The 2014-2015 Ebola epidemic was the largest ever recorded, with the contagion sweeping swiftly through West Africa. The outbreak was able to have such massive scope due a combination of factors, including weak health infrastructures and an lackluster response in the early stages. This allowed the epidemic to spiral out of control. Then-president Obama responded to the crisis by asking Congress to appropriate about $5.4 billion to fight the epidemic in West Africa. He also asked to hold the remaining funds in reserve in order to help detect and respond to future Ebola outbreaks.
But, as is the case with everything bearing Obama’s signature, Trump had to undo it. This time. he said that he wanted to rescind the remaining $252 million — which was reserved for aid in future Ebola outbreaks — as part of his plan to cut down on “excessive spending.”
The White House announcement framed Trump’s action as putting “American taxpayers first by addressing irresponsible Federal spending.” It can surely be argued that Trump had no way of knowing that later the same day the WHO would announce another Ebola outbreak.

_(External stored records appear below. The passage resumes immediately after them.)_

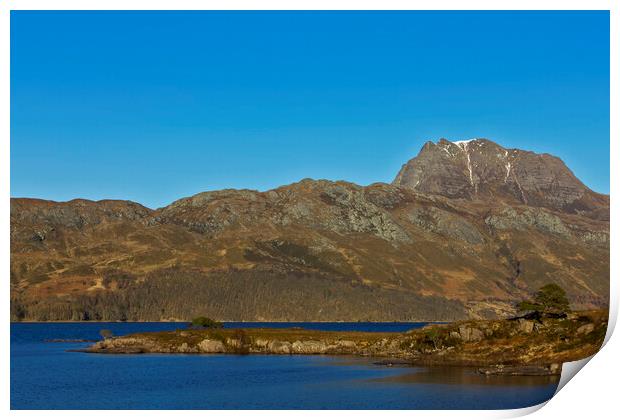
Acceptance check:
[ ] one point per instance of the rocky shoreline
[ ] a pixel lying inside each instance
(497, 347)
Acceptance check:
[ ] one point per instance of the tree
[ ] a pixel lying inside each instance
(549, 300)
(204, 322)
(106, 334)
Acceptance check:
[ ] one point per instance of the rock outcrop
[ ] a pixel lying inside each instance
(465, 231)
(503, 346)
(482, 169)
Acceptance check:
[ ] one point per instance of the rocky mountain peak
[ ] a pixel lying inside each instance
(480, 169)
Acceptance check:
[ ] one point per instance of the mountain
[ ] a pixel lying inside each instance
(465, 230)
(482, 169)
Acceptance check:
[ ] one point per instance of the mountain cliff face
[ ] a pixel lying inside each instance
(465, 230)
(481, 169)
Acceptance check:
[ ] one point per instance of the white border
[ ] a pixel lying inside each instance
(591, 396)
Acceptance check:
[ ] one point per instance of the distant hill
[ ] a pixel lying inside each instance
(465, 230)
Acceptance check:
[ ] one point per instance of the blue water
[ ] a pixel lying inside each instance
(45, 376)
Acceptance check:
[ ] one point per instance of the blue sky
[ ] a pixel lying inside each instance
(154, 106)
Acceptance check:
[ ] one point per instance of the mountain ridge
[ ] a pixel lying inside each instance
(318, 249)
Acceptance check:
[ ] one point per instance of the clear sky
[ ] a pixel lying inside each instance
(154, 106)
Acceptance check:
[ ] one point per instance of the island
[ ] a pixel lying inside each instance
(517, 346)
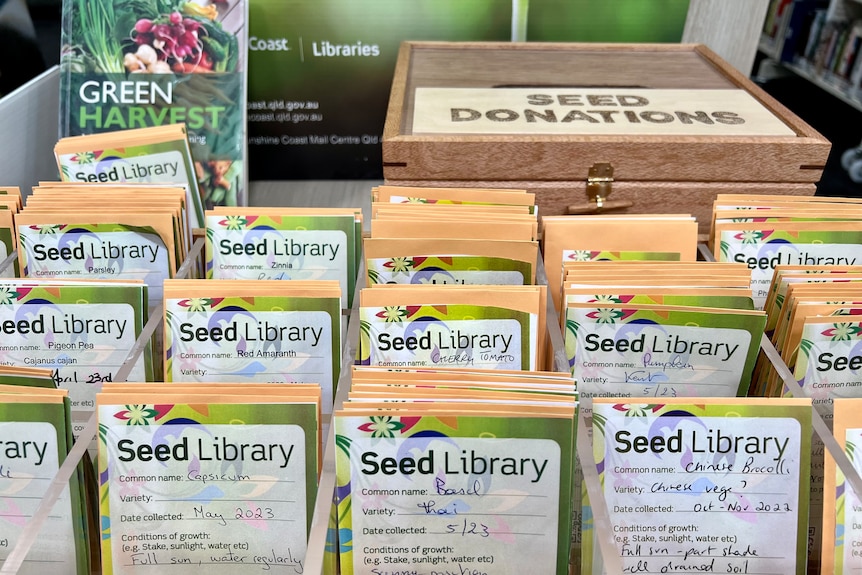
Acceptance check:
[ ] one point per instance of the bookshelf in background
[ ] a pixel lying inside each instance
(820, 40)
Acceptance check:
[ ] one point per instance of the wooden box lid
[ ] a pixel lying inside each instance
(547, 111)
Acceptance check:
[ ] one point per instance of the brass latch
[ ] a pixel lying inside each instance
(600, 181)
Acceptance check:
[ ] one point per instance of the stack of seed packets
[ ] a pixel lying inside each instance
(73, 233)
(218, 476)
(123, 196)
(399, 211)
(81, 331)
(239, 331)
(818, 334)
(37, 437)
(766, 231)
(476, 326)
(10, 204)
(27, 376)
(253, 243)
(455, 196)
(619, 237)
(842, 506)
(701, 485)
(651, 330)
(154, 155)
(799, 299)
(441, 473)
(497, 247)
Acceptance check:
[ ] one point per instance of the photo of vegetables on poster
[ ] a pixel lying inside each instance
(320, 71)
(136, 63)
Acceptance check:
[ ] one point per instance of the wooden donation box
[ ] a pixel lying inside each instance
(593, 128)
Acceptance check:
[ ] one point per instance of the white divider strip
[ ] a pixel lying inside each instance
(4, 265)
(317, 535)
(602, 526)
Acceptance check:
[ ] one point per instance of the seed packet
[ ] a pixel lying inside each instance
(667, 468)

But that’s a pretty weak defense because it was never really a matter of whether there would ever be another outbreak, only when and to what extent.
Ron Klain, a lawyer who was Obama’s Ebola czar, had already responded to Trump’s action by saying, “It means that when we have a serious problem in the future—it’s just a question of when—we will have to wait for Congress to act,”
He was very quickly proven absolutely correct.